Air-dried soil was collected in spring 2009 from an experimental rice field at the Italian Rice Research Institute in Vercelli. Soil samples were crushed and sieved (<2 mm) prior to use. Soil characteristics have been previously reported (30). Rice seeds (Oryza sativa, Japonica group, cultivar Koral) were germinated for 10 days on moist filter paper at room temperature and then transplanted into handmade nylon root bags (25-μm mesh, 15 cm in width by 18 cm in height) containing 0.8 kg dry Vercelli paddy soil and inserted into pots containing a further 1.0 kg of soil. In total were 15 pots, corresponding to five treatments performed in triplicate as described below. Each pot contained a single rice plant. Pots were flooded with 940 ml of demineralized water and 45 ml of fertilizer solution (31). The plants were incubated in a Conviron PGV36 phytochamber (Winnipeg, Canada) with a 12-h photoperiod, a light intensity of 860 μmol m−2 s−1, 70% humidity, and a 28/22°C day/night temperature cycle. Water levels in the pots were continuously maintained at 4 to 5 cm above the soil surface during the entire growth of the plants. Starting on day 45 after transplantation, when rice plants were in the late vegetative growth stage, labeling chambers (18) were placed over the plants. Pulse-labeling was performed seven times per day (ca. every 60 min) for 10 days. During the first 5 days, plants were in 5-liter chambers and 15-ml CO2 pulses were administered; during the subsequent 5 days of labeling, the plants were in 7-liter chambers and received 25-ml pulses of CO2. In general, labeling conditions were similar to those used by Lu and Conrad (18).
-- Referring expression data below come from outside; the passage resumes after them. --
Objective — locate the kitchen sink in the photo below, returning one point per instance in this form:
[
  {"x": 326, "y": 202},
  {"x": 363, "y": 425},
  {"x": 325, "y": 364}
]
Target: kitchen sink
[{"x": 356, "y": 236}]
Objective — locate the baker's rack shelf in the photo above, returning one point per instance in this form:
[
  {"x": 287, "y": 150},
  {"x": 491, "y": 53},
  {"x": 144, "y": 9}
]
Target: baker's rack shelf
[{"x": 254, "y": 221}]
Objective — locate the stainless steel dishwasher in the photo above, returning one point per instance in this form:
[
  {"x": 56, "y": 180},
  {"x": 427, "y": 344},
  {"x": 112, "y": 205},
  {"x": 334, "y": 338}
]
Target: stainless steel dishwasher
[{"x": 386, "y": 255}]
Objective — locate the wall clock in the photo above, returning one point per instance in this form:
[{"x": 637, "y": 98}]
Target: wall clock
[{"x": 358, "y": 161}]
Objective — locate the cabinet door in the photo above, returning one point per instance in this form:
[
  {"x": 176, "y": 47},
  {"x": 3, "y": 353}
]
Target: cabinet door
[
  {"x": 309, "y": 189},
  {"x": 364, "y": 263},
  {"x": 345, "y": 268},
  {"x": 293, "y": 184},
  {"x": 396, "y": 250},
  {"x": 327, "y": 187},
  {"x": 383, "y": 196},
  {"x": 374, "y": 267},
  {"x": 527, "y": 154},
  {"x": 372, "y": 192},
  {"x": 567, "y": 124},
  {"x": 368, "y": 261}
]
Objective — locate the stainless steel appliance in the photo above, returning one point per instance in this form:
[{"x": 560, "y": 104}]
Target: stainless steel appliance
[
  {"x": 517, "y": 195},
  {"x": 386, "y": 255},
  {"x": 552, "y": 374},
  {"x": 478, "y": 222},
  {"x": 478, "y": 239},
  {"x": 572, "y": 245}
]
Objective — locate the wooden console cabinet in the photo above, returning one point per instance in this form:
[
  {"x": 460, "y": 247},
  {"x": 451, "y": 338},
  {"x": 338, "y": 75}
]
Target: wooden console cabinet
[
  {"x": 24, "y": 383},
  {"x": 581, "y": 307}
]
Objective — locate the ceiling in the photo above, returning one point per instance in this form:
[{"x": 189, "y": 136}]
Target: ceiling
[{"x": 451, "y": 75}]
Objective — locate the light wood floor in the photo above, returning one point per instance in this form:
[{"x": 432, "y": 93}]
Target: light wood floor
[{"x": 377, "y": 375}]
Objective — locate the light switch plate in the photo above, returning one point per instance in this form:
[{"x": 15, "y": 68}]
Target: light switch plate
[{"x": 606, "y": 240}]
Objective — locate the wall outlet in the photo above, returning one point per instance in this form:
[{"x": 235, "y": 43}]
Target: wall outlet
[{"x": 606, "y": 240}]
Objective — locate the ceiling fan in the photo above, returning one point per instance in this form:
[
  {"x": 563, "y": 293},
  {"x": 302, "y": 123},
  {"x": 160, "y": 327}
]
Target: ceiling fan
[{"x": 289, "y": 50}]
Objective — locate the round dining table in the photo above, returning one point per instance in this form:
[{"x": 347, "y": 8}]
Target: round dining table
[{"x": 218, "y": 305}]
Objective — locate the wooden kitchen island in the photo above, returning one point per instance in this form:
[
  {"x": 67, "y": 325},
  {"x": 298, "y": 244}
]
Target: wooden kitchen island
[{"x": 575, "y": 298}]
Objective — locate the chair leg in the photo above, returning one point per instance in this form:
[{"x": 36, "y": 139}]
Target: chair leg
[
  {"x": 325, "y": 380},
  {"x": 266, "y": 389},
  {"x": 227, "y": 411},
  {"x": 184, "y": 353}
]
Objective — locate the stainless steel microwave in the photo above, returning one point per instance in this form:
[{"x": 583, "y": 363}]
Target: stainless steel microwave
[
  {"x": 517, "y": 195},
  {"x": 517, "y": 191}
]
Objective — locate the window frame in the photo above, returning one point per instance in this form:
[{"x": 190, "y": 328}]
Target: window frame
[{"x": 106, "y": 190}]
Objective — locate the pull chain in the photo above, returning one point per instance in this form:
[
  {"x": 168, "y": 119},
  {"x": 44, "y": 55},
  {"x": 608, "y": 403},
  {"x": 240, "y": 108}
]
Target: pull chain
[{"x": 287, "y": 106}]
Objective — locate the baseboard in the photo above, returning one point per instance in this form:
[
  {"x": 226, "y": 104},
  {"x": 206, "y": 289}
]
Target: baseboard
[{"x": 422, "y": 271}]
A schema depicting the treatments and analyses performed in the study is shown in Fig. S1 in the supplemental material. Treatments were as follows: microcosms pulsed with 13CO2 (13C, 99%; Cambridge Isotope Laboratories, Inc., USA); microcosms pulsed with unlabeled CO2 (Messer Group GmbH, Germany); microcosms pulsed with 13CO2 during the dark phase (diffusion control); plants not in chambers and exposed to ambient CO2 only (planted control); and finally, soil not containing rice plants (unplanted control). The control diffusion (CD) treatment was established to determine whether microorganisms in the root or rhizosphere environments could be labeled by 13CO2 transported through the plant. CO2 uptake was low for this control, and therefore, it was pulsed only three times per day during the 10 days, in between which the chambers were opened to remove background unlabeled CO2 that had accumulated.

Destructive sampling was performed at the end of the incubation. Rhizosphere soil, defined here as the layer of soil adhered to the root surface, was gently removed by hand while wearing clean nitrile gloves. Aliquots of rhizosphere soil were immediately placed in 2-ml screw-cap tubes and frozen in liquid nitrogen. Roots, from which the rhizosphere soil had been manually removed, were placed in small plastic bags and frozen in liquid nitrogen. Frozen samples were subsequently stored at −80°C until RNA extraction.

The isotopic signature of the rhizosphere soil and dried plant material was determined in a NA 1110 CN elemental analyzer (CE Instruments, Rodano, Italy), interfaced to a Delta Plus isotope mass spectrometer with a ConFlo III interface (Finnigan MAT, Bremen, Germany) (32). Rhizosphere soil samples were incubated with 1 M HCl at 65°C overnight before the measurement. A similar analysis of the dried plant material was performed by pulverizing with a mortar and pestle, before measurement. These measurements were performed at the Institute for Soil Science and Forest Nutrition (IBW) at the University of Göttingen (Göttingen, Germany).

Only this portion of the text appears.